Quick Start:

The first thing you need to do to get CloudForest running to get it installed. We’ve tried to make this as painless as possible by using package installers and , but you’ll still need to type some commands at the command line.

  1. Open terminal.
Prepare to cut-n-paste!
  1. Install Python.
Python should already be installed on OS X or Linux. CloudForest requires version Python2.7 so enter python --version at the commandline and make sure you’re uptodate. If you’re not, I recommend installing `Enthought Python`_ 2.7 which includes almost all the dependancies necessary to get CloudForest running.
  1. Install R.
R is the open source statistical software package. You should be able to download and install a graphical package installer from the R website. We recommend using a recent version such as R 2.15 or greater.
  1. Install Git.

Git is a distributed version control systerm. It’s open source, easy to use, and integrates with github for easy collaboration and distribution.

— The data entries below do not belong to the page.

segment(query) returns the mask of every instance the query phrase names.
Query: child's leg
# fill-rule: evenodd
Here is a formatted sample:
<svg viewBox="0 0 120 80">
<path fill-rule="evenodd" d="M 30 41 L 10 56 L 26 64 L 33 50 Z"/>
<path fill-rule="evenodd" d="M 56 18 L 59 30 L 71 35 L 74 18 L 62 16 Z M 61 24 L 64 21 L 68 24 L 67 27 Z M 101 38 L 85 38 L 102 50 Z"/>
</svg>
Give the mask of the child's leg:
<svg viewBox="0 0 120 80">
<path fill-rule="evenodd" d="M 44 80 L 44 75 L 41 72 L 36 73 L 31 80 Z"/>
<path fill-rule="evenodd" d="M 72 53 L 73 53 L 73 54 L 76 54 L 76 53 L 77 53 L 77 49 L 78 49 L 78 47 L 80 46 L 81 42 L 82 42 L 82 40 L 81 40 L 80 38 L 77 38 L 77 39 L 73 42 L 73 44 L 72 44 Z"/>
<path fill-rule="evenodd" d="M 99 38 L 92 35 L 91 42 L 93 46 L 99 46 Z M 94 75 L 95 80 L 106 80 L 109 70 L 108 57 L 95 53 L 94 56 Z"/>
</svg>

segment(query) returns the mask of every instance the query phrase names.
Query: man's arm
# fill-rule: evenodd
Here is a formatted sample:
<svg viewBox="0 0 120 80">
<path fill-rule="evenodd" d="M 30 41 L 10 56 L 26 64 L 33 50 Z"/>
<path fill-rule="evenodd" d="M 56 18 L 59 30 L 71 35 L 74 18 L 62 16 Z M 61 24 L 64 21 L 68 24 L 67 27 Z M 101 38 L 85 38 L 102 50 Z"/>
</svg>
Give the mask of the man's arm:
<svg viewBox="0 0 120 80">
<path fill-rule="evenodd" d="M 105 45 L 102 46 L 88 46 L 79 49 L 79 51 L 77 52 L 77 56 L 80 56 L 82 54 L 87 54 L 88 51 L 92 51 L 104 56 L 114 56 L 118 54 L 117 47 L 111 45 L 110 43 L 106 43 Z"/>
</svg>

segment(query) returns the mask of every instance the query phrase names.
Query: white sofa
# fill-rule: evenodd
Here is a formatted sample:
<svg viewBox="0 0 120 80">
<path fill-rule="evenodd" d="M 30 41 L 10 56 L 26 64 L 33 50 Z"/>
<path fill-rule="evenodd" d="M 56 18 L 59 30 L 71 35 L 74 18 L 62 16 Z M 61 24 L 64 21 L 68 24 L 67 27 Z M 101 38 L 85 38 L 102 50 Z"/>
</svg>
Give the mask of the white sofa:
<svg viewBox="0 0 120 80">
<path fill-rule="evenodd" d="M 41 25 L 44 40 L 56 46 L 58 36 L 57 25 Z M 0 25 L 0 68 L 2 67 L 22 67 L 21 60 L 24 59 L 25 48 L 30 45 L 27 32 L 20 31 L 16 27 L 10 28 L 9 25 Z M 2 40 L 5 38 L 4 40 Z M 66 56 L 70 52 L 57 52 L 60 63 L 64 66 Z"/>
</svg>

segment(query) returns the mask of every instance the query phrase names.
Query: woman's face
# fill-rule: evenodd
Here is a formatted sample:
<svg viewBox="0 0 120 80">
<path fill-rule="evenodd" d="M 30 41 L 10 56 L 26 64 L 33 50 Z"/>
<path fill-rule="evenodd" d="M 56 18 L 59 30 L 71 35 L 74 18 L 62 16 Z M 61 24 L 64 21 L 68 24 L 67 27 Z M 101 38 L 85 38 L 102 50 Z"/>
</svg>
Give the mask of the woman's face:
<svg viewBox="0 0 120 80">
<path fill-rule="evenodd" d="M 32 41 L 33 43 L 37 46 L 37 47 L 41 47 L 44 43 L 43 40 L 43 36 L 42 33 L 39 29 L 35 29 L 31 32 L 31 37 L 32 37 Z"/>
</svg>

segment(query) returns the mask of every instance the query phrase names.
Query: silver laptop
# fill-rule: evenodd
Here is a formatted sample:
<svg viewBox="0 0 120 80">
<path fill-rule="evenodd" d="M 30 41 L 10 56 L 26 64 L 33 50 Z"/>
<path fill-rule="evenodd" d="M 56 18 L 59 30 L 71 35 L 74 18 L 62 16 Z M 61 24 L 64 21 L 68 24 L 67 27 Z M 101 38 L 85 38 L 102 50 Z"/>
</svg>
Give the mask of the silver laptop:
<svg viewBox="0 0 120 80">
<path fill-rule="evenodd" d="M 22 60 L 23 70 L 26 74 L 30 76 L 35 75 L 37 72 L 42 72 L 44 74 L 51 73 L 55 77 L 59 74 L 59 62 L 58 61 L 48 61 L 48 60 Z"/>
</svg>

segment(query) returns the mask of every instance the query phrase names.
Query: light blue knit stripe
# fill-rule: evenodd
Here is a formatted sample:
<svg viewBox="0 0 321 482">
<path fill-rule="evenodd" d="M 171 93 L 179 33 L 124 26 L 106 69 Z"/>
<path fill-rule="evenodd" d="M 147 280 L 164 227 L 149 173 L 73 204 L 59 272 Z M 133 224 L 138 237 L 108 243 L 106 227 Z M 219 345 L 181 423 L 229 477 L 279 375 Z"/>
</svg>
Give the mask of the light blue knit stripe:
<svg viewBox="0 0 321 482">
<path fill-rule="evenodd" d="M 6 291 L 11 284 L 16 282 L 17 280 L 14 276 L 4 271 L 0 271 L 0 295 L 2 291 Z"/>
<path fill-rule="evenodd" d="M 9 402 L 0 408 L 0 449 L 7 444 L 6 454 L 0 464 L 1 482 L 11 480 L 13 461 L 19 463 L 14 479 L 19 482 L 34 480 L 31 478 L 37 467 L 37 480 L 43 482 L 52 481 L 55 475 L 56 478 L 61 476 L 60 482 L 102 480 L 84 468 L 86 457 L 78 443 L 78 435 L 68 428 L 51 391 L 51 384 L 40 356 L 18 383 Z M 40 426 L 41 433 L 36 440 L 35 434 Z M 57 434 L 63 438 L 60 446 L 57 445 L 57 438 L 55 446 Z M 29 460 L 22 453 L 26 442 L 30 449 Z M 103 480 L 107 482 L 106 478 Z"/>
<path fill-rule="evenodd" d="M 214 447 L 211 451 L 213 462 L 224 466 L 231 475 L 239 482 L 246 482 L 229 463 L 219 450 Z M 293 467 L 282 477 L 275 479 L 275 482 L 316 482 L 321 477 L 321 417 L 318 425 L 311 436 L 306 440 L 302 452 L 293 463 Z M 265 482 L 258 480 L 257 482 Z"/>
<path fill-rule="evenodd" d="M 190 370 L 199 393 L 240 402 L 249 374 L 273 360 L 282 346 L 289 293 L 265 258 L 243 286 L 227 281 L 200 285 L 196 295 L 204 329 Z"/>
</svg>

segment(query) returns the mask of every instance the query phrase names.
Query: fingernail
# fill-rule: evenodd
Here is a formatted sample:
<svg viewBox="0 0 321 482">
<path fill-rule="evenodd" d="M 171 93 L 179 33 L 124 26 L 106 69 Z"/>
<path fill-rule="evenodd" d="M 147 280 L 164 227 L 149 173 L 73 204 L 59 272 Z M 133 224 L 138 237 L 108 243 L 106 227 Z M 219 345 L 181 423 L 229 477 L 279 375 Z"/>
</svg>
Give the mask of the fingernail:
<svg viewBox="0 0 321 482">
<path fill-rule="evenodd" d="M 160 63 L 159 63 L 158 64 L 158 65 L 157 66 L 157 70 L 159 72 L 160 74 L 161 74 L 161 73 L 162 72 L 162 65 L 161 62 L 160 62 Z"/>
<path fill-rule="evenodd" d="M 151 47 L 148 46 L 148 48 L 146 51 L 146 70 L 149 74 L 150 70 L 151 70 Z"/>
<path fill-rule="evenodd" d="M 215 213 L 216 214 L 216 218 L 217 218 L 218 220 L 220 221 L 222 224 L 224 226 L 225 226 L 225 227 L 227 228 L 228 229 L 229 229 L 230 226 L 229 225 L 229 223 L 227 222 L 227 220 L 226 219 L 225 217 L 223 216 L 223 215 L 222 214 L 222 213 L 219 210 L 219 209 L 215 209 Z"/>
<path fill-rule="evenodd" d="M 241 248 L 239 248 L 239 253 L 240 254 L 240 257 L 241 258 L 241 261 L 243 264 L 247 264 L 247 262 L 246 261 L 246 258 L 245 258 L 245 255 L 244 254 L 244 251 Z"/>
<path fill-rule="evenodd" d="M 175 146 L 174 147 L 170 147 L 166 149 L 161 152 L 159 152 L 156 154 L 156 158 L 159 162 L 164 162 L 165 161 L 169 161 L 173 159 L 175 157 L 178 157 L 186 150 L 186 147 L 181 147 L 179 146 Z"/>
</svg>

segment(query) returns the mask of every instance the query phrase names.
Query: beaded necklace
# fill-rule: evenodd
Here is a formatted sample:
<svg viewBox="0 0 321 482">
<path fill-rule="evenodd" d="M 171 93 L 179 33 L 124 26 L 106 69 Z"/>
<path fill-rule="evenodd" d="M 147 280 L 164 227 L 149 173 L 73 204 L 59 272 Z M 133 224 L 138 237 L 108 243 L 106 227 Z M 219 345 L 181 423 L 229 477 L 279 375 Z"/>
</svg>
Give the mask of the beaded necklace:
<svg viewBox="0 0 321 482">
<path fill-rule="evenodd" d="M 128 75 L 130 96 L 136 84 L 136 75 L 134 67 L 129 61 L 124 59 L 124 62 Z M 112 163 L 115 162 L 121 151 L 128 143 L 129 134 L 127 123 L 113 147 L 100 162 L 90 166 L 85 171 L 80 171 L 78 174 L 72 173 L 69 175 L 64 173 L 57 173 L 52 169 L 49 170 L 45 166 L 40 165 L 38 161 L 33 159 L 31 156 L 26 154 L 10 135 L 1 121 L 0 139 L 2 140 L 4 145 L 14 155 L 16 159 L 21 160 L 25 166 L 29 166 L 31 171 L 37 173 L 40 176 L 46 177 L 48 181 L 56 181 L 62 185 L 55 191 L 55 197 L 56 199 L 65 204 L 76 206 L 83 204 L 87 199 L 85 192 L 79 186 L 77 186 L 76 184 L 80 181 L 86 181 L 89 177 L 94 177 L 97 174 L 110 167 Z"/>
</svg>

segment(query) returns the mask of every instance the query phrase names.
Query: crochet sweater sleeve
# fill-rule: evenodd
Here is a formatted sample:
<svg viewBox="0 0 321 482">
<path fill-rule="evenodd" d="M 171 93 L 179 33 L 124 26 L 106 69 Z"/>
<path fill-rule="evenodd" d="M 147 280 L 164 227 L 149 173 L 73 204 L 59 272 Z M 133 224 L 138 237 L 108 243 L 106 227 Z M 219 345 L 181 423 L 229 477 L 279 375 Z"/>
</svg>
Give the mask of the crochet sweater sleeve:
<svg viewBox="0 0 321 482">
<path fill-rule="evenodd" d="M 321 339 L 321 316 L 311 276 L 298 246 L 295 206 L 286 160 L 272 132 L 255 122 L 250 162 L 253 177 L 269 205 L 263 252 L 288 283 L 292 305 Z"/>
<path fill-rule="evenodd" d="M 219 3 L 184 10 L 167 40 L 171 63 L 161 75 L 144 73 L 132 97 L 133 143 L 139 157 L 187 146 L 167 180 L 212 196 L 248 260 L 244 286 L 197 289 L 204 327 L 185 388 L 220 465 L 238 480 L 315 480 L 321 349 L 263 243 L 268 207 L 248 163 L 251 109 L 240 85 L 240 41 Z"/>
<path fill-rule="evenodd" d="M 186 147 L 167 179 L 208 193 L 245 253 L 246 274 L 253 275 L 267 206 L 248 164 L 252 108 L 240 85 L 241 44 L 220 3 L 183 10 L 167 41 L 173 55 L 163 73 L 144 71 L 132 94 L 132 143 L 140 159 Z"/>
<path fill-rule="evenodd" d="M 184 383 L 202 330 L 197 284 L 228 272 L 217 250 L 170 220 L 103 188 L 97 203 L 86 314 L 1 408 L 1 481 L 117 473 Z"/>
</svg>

  • We recommend first installing HomeBrew and then running brew install git at the command line to install git.
  1. Install Pip.
Pip is a package installer for python that makes adding and managing packages and modules a breeze.
  1. Install CloudForest by running pip install -U cloudforest at the commandline. Alternately you can install the most cutting edge development version by running pip install git+git://github.com/ngcrawford/CloudForest.git at the commandline.
  • CloudForest’s setup.py script should install all the dependancies you need. However, Numpy can be troublesome. If you get errors when numpy is building you may need to install numpy manually. Running sudo pip install numpy should do the trick.
  1. Install Phybase.
  • First install ape Phybase’s only dependancy.
    • To do this open R. At the R command line type: install.packages('ape'). Follow the instructions.
  • Then download the gziped source code for phybase.
  • cd to that directory and type R CMD INSTALL phybase_1.3.tar.gz. If the version of phybase is newer, you may have to adjust the gzip filename to refect this.

That should do it for installation.

Configure Software:

CloudForest itsself doesn’t require any configuration, but one of it’s dependancies does. MrJob has a pretty simple config file you’ll need to setup if you want to run analyses on EMR. A full explaination is available here.

You’ll need to make a mrjob.conf file. Mine looks something like this:

runners:
  emr:
    aws_access_key_id: YOURIDYOURIDYOURIDYOURIDYOURID
    aws_region: us-east-1
    aws_secret_access_key: YOURSECRETKEYYOURSECRETKEYYOURSECRETKEY
    ec2_key_pair: mr-keypair
    ec2_key_pair_file: /Users/YourUserName/.ssh/mr-keypair.pem
    ec2_instance_type: m1.small
    num_ec2_instances: 1
    setup_cmds: &setup_cmds
    ssh_tunnel_is_open: true
    ssh_tunnel_to_job_tracker: true

Test the Installation:

  1. Run the UnitTests with nose.

I’m not yet sure how to do this with an ‘installed package.’